2. Isso é um esquema de fraude?

Do ponto de vista legal, o Pi Network ainda não foi oficialmente classificado como "pirâmide" ou "esquema fraudulento". Ele se assemelha mais a um "projeto de moeda de ar de alto risco". O problema central é:

Promessas vazias: a equipe promove há muito tempo preços fictícios, como o "GCV (valor de consenso global) de 314 dólares", mas a liquidez na cadeia é extremamente baixa, sem suporte de valor real.

Captura de tráfego: o projeto coleta uma grande quantidade de dados de usuários e receita de publicidade através do modo de "mineração pelo celular", mas não cumpre a promessa de "abrir a mainnet", sendo acusado de usar os usuários para manter o interesse no projeto.

3. O que fazer com seu Pi?

Cuidado com fraudes: devido às dificuldades na migração, há muitos golpes de "mapeamento por terceiros" e "compra de Pi a preços elevados". Nunca revele suas palavras-chave ou chaves privadas a ninguém; a equipe oficial nunca solicitará essas informações por e-mail ou mensagem privada.

Reduza as expectativas: não invista dinheiro real na compra de Pi, nem espere ficar rico da noite para o dia. Atualmente, o Pi em canais não oficiais (como IOU) tem preço muito baixo (cerca de 0,6-0,8 dólares) e liquidez extremamente pobre, podendo desaparecer a qualquer momento.

Resumo: o Pi Network está atualmente em um estado de "meio morto", embora não seja exatamente um esquema de fraude, a dificuldade de monetização é enorme e os riscos são altos. Recomenda-se manter uma postura de observação, sem investir muito esforço ou dinheiro.

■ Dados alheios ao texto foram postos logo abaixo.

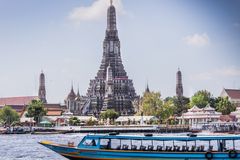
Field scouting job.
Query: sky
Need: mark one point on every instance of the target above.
(63, 38)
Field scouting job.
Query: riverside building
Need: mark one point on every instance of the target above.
(111, 88)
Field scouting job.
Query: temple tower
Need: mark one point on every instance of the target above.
(42, 90)
(179, 86)
(111, 88)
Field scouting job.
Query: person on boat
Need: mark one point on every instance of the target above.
(93, 143)
(109, 144)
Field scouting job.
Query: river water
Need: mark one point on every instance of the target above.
(26, 147)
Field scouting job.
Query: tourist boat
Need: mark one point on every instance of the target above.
(111, 146)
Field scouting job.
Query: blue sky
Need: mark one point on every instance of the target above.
(64, 39)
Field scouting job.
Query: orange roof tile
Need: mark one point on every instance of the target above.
(54, 113)
(17, 100)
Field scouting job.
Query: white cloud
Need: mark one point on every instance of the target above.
(202, 76)
(198, 40)
(224, 72)
(97, 10)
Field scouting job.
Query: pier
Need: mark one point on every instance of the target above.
(123, 129)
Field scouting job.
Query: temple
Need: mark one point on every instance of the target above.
(111, 88)
(179, 86)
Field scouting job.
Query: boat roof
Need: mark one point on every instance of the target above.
(164, 138)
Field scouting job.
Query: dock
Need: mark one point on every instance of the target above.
(123, 129)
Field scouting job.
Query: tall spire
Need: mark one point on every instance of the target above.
(147, 90)
(42, 90)
(179, 86)
(111, 18)
(111, 88)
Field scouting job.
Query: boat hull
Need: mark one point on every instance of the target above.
(75, 153)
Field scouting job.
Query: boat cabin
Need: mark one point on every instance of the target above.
(160, 143)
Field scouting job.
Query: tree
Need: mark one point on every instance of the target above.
(225, 106)
(181, 104)
(109, 113)
(201, 99)
(166, 110)
(150, 103)
(8, 115)
(36, 110)
(74, 121)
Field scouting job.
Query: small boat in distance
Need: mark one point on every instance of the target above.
(127, 147)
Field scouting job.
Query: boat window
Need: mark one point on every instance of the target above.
(115, 143)
(230, 145)
(105, 143)
(90, 142)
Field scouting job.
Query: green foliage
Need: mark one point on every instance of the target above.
(225, 106)
(181, 104)
(74, 121)
(150, 104)
(201, 99)
(167, 110)
(8, 115)
(91, 122)
(109, 113)
(36, 110)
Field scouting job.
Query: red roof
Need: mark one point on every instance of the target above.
(233, 93)
(17, 100)
(54, 113)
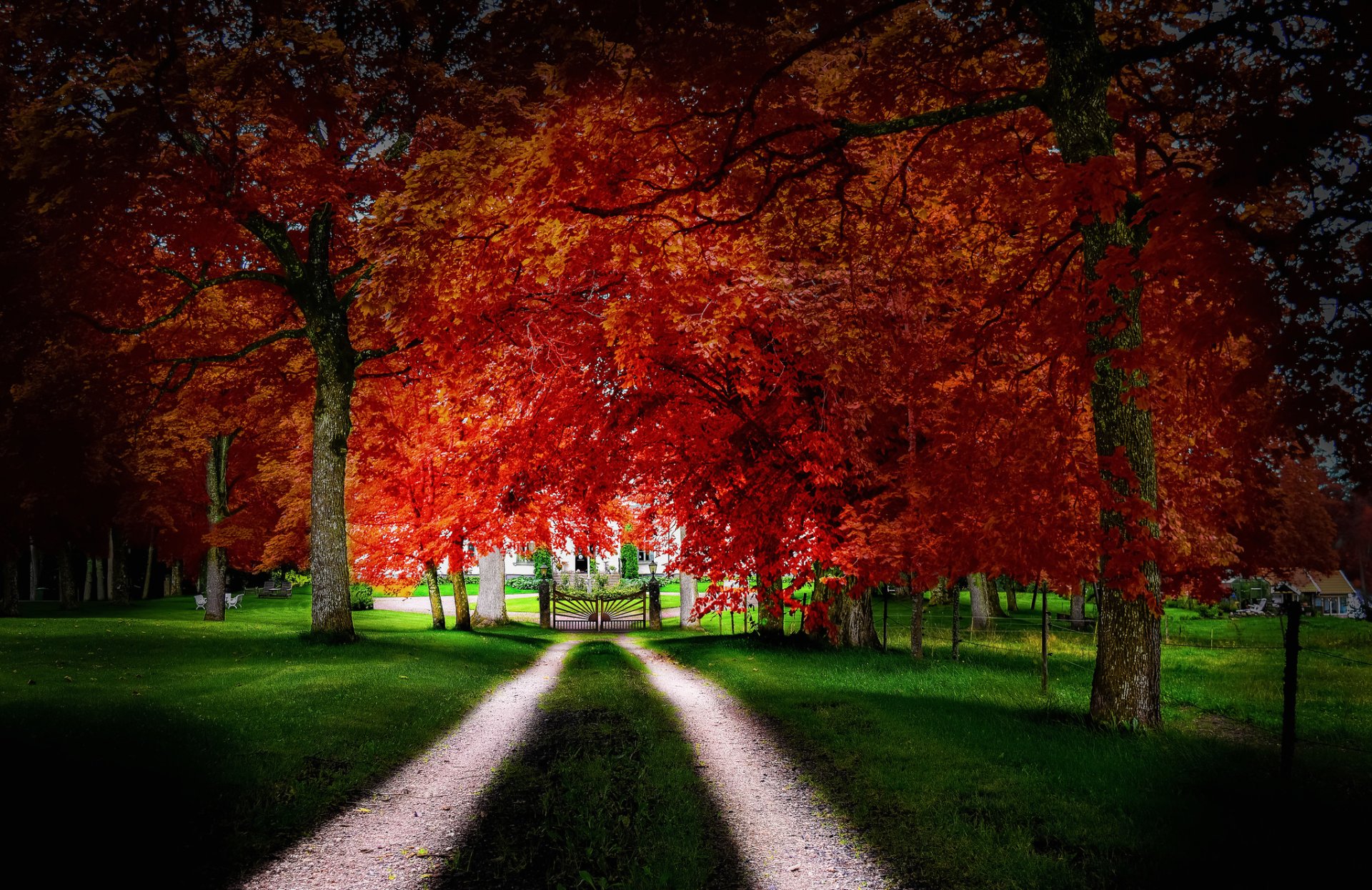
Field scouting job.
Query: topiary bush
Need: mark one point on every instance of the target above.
(360, 596)
(542, 563)
(627, 560)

O Pi Network enfrenta atualmente várias ações judiciais, principalmente na Califórnia, EUA, e no Vietnã. Essas ações acusam o projeto de "fraude" e "manipulação de mercado", causando impacto negativo na reputação e no preço da moeda.

1. Califórnia: ação de fraude de valores mobiliários de milhões de dólares

Este é o maior desafio legal contra o Pi Network, acusando diretamente os fundadores e a equipe de fraude de valores mobiliários.

Principais acusações:

Venda secreta: os demandantes alegam que o Pi Network vendeu secretamente cerca de 2 bilhões de Pi, levando o preço da moeda de aproximadamente 307,49 dólares para 1,67 dólares.

Retenção de ativos: os demandantes afirmam que 5.137 Pi em suas contas foram transferidos sem autorização, e os tokens restantes não podem ser migrados para a mainnet.

Controle centralizado: acusam que a equipe mantém apenas três nós de validação, controlando centralizadamente a rede, violando a promessa de descentralização.

Últimas atualizações:

A ação foi protocolada em 24 de outubro de 2025 na Corte Distrital Norte da Califórnia, com uma reivindicação de até 10 milhões de dólares. O caso ainda está na fase inicial, e a equipe do Pi ainda não se pronunciou oficialmente. Entretanto, a comunidade questiona fortemente os dados de preço (307,49 dólares) utilizados na ação, alegando que se trata de uma comparação incorreta com o mercado de IOU de terceiros.